令和4年度燃料安定供給対策に関する調査事業(石油産業に係る環境規制等に関する調査)調査報告書
報告書概要
この報告は、令和4年度に実施された石油産業に係る環境規制等に関する調査事業について書かれた報告書である。
世界のエネルギー戦略は将来的な脱炭素・脱化石燃料を目指すカーボンニュートラル社会の実現に向かっているが、エネルギー・トランジション期においては石油を中心とした化石燃料の重要性が再認識されている。本調査事業では、欧米を中心にアジア地域も含めたエネルギー・トランジション期におけるGHG削減を伴った石油精製事業の動向分析を実施した。
調査内容は6つの主要項目から構成されている。第一に、海外主要国における石油精製業の事業に影響を及ぼす政策・規制動向および各石油関連企業の動向調査では、欧州、米国、中国、インドなどの政策動向を地域別に調査し、日本の石油産業の脱・低炭素化戦略を検討した。第二に、国際海運のカーボンニュートラルに向けた動向および石油精製事業への影響調査では、IMOによる2050年までのGHG排出量半減目標に関する議論や将来の船舶燃料について分析した。
第三に、合成燃料製造技術とその将来性に関する調査では、カーボンニュートラル実現の切り札として期待される次世代液体燃料e-fuelについて、欧州を中心とした開発・導入状況を調査した。第四に、次世代輸送用液体燃料の最新動向調査では、バイオ燃料を中心とした持続可能な石油代替燃料について、各輸送部門の規制動向を踏まえた研究・開発動向や生産体制を調査した。第五に、海外主要国における石油精製業に関する環境規制・燃料油品質規制動向調査を継続的に実施し、第六に、収集した情報を国内石油産業の維持・強化を目的として定期的に発信した。

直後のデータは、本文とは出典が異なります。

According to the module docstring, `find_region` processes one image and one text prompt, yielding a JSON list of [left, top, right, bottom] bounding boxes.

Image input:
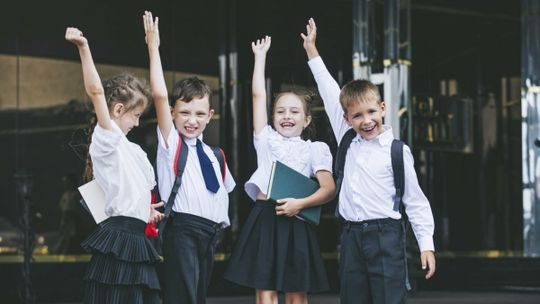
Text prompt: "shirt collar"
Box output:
[[352, 125, 394, 146], [282, 135, 303, 142], [182, 134, 204, 146]]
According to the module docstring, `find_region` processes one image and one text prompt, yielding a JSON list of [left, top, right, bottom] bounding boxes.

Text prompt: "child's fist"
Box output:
[[65, 27, 88, 47]]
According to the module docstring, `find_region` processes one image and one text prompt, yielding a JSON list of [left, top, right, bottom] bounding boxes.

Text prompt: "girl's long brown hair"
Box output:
[[83, 73, 151, 183]]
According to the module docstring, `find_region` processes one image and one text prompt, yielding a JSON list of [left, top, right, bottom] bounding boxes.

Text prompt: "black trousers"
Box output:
[[339, 218, 407, 304], [162, 212, 222, 304]]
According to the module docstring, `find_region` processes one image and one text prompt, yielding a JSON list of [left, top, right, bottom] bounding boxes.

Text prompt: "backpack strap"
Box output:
[[210, 146, 227, 182], [334, 129, 357, 217], [391, 139, 405, 213], [157, 134, 189, 233], [391, 139, 412, 291], [335, 128, 358, 195]]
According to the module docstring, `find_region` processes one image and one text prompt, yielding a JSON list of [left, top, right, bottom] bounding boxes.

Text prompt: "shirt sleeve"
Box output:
[[253, 125, 272, 151], [223, 163, 236, 193], [253, 125, 272, 145], [401, 144, 435, 252], [308, 56, 350, 142], [310, 141, 333, 175], [91, 122, 124, 155]]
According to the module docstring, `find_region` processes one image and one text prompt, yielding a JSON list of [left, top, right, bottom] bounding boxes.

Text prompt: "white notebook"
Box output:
[[78, 180, 109, 224]]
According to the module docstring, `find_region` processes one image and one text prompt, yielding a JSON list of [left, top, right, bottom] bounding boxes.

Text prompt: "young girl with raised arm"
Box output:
[[65, 27, 164, 304], [224, 36, 335, 304]]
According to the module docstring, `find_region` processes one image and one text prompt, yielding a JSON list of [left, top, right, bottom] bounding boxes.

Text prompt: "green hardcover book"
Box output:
[[266, 160, 321, 225]]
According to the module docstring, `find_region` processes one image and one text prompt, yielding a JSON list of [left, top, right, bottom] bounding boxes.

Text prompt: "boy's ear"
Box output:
[[380, 101, 386, 117], [343, 112, 353, 127], [207, 109, 215, 123]]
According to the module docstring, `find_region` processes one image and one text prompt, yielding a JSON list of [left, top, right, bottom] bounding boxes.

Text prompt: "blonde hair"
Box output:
[[339, 79, 381, 113]]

調査方法としては、欧州、米国、中国への調査員の長期派遣による現地企業・団体・研究機関・政府への直接的なヒアリング、学会やセミナーへの参加、インターネット・文献等による調査を実施した。調査期間は令和4年4月1日から令和5年3月31日までであり、国内石油産業のカーボンニュートラル社会への適応と国際競争力の維持・向上のための政策立案に役立てることを目的として実施された調査事業である。